Mostly steric effects such as size or shape were considered when discussing the relative affinity of various guests towards the cavity of the capsules. In the absence of stronger and more specific interactions such as hydrogen bonding or cation–π interactions a packing coefficient of 55%, as is found for many organic solvents, seems to be ideal for the inclusion of “molecules within molecules”.⁹ However, many exceptions in both directions have been found for dimers of tetraurea calix[4]arenes.
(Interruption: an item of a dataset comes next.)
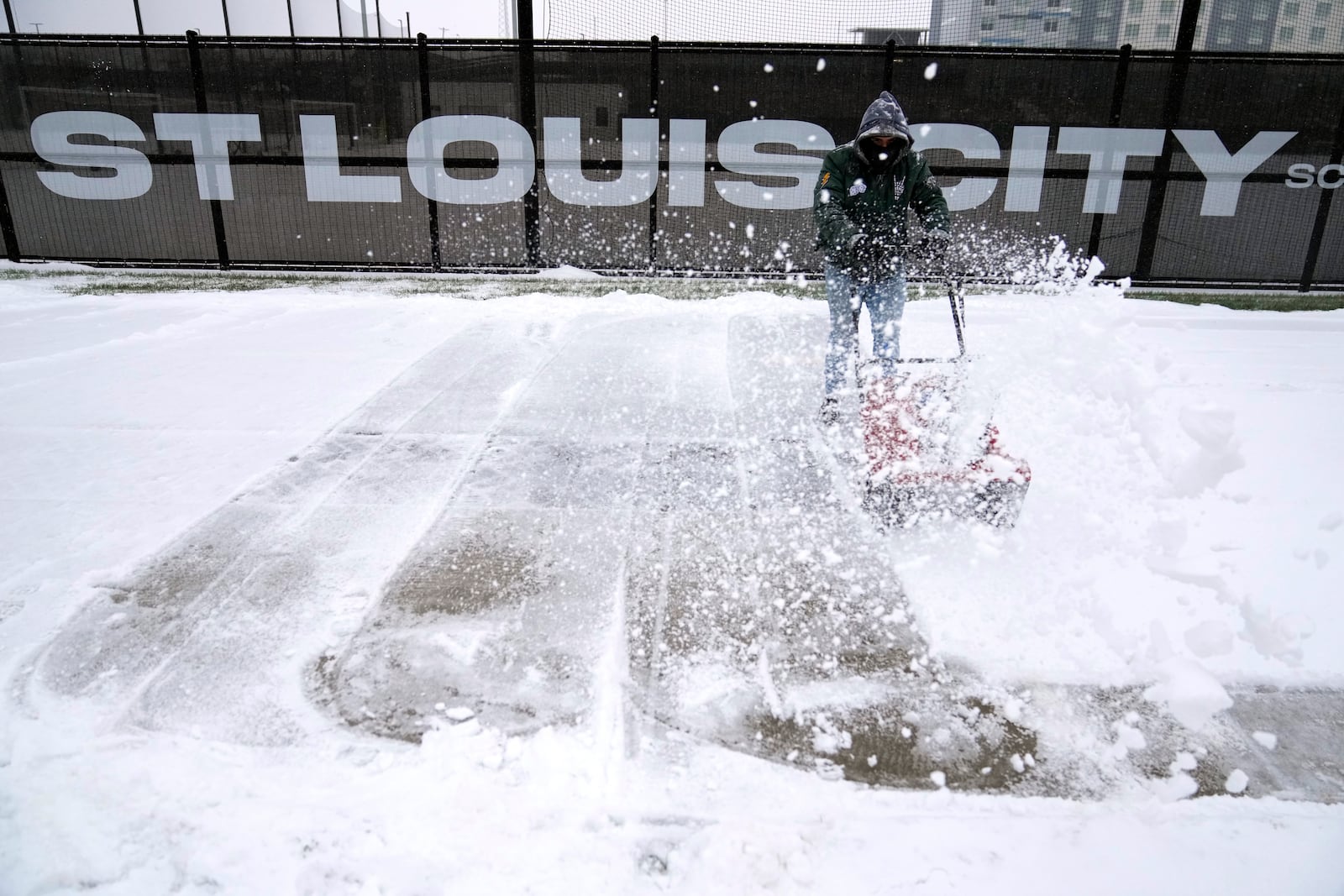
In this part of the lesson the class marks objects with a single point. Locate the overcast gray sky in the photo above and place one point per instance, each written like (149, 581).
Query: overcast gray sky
(318, 18)
(817, 20)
Among neutral guests pyrazine (38%) and benzene (38%) are accepted as well as nopinone (71%) or myrtenol (76%).⁶ The occupation of 78% of the capsule volume (if this is taken as 190 ų) by the tetraethylammonium cation may be due to its stronger interaction with the π-basic cavities.¹⁰

It was suggested that cation–π interactions play an important role in several biological systems.¹¹ Recently we were able to show that the formation of a dimeric capsule from resorcarene tetraesters could be induced by tropylium cations.^12a Thus, we decided to study the molecular interaction between tetraurea calix[4]arenes and the tropylium cation which has the additional intrinsic advantage that the interaction with the calixarene host is also indicated in the UV spectrum by charge transfer bands, as in other cases.^12b,c

Results and discussion

Addition of a tropylium salt to the colorless solution of tetraurea calix[4]arenes 1 (Scheme 1) results in a deep red solution indicative of the formation of a charge transfer complex. This coloration occurs in apolar as well as in polar solvents.

Scheme 1

NMR studies of tropylium complexation

In apolar solvents having the “wrong” shape or size,⁹ such as CD₂Cl₂, tetraurea derivative 1 forms only ill defined aggregates as suggested by the broad signals in the ¹H NMR spectrum of 1 for example.⁵ However, addition of small amounts of a suitable guest, such as benzene, induces the formation of a well defined species characterized by narrow signals in the ¹H NMR spectrum.⁵ Similar observations were made for the addition of a tropylium salt (Fig. 1) where an even smaller amount is needed to induce the complete formation of a well-defined species in CD₂Cl₂. This suggests that the interaction between the tropylium cation and 1 is stronger than that between 1 and benzene.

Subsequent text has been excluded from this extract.